Peter Sellers è l’unico attore a cui Kubrick abbia lasciato la possibilità di improvvisare direttamente sul set. Sellers è libero di travestirsi di continuo, camuffando soprattutto la propria voce, nel ruolo di Clare Quilty in Lolita. In Il dottor Stranamore è riuscito addirittura a interpretare tre diversi personaggi al medesimo tempo: il colonnello goffo Lionel Mandrake, il presidente eccentrico Merkin Muffley e il folle ex nazista dottor Stranamore. Stratificandoli con personalità diverse e proponendo differenti caratteristiche per ognuno di loro, dalle molteplici espressioni facciali ai movimenti del corpo, fino agli eterogenei accenti linguistici. In fondo “anche questo rientra nella commedia umana” come dice l’ispettore Clouseau in Uno sparo nel buio.

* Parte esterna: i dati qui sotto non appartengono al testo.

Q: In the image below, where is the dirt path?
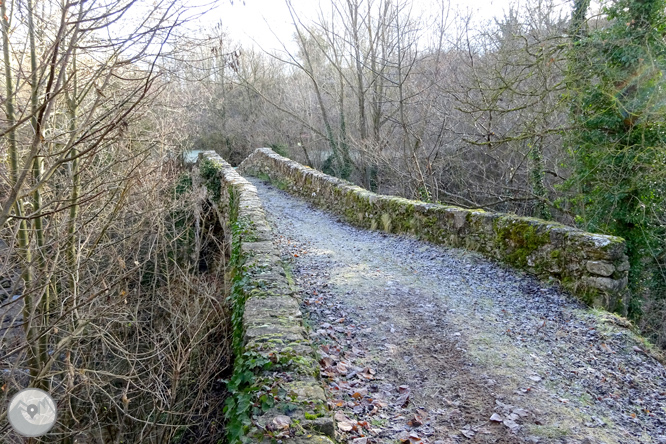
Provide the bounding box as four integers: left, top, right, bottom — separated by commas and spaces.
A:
252, 179, 666, 444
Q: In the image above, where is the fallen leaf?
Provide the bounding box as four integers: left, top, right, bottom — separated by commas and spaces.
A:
272, 415, 291, 430
490, 413, 504, 422
513, 409, 530, 418
407, 415, 423, 427
502, 419, 520, 433
334, 412, 349, 422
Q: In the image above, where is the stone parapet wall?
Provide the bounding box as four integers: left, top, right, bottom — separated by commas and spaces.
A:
238, 148, 629, 312
198, 152, 334, 444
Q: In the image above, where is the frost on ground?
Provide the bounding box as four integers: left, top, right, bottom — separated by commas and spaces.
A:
246, 179, 666, 444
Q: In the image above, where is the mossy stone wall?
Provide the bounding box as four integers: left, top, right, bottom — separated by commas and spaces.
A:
198, 151, 334, 444
238, 148, 629, 313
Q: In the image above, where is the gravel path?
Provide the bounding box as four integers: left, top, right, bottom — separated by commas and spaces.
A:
251, 179, 666, 444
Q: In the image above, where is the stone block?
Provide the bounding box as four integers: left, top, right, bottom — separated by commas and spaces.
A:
585, 261, 615, 276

“Il dottor Stranamore” e la critica dell’epoca

Anche questa volta, in occasione della distribuzione di Il dottor Stranamore nel contesto del progetto “Cinema Ritrovato. Al cinema”, offriamo alcuni spunti della critica coeva al capolavoro di Stanley Kubrick, così da recuperare gli umori circolanti all’epoca. Giovanni Grazzini, nel 1964, per esempio scriveva: “Realizzato con intenti grotteschi, il film dà perciò forti unghiate a certe tipiche componenti dello spirito americano, (come già Kubrick fece con Lolita), ma nel contempo non risparmia i sovietici; se esso è di volta in volta una satira del film di guerra, del western, del suspense e del giallo psicologico, nel suo complesso ha accenti di elegante ironia sulla disperata condizione dell’uomo contemporaneo. Una commedia, insomma, la quale, come Il dittatore di Chaplin, è nata dalla disperazione”.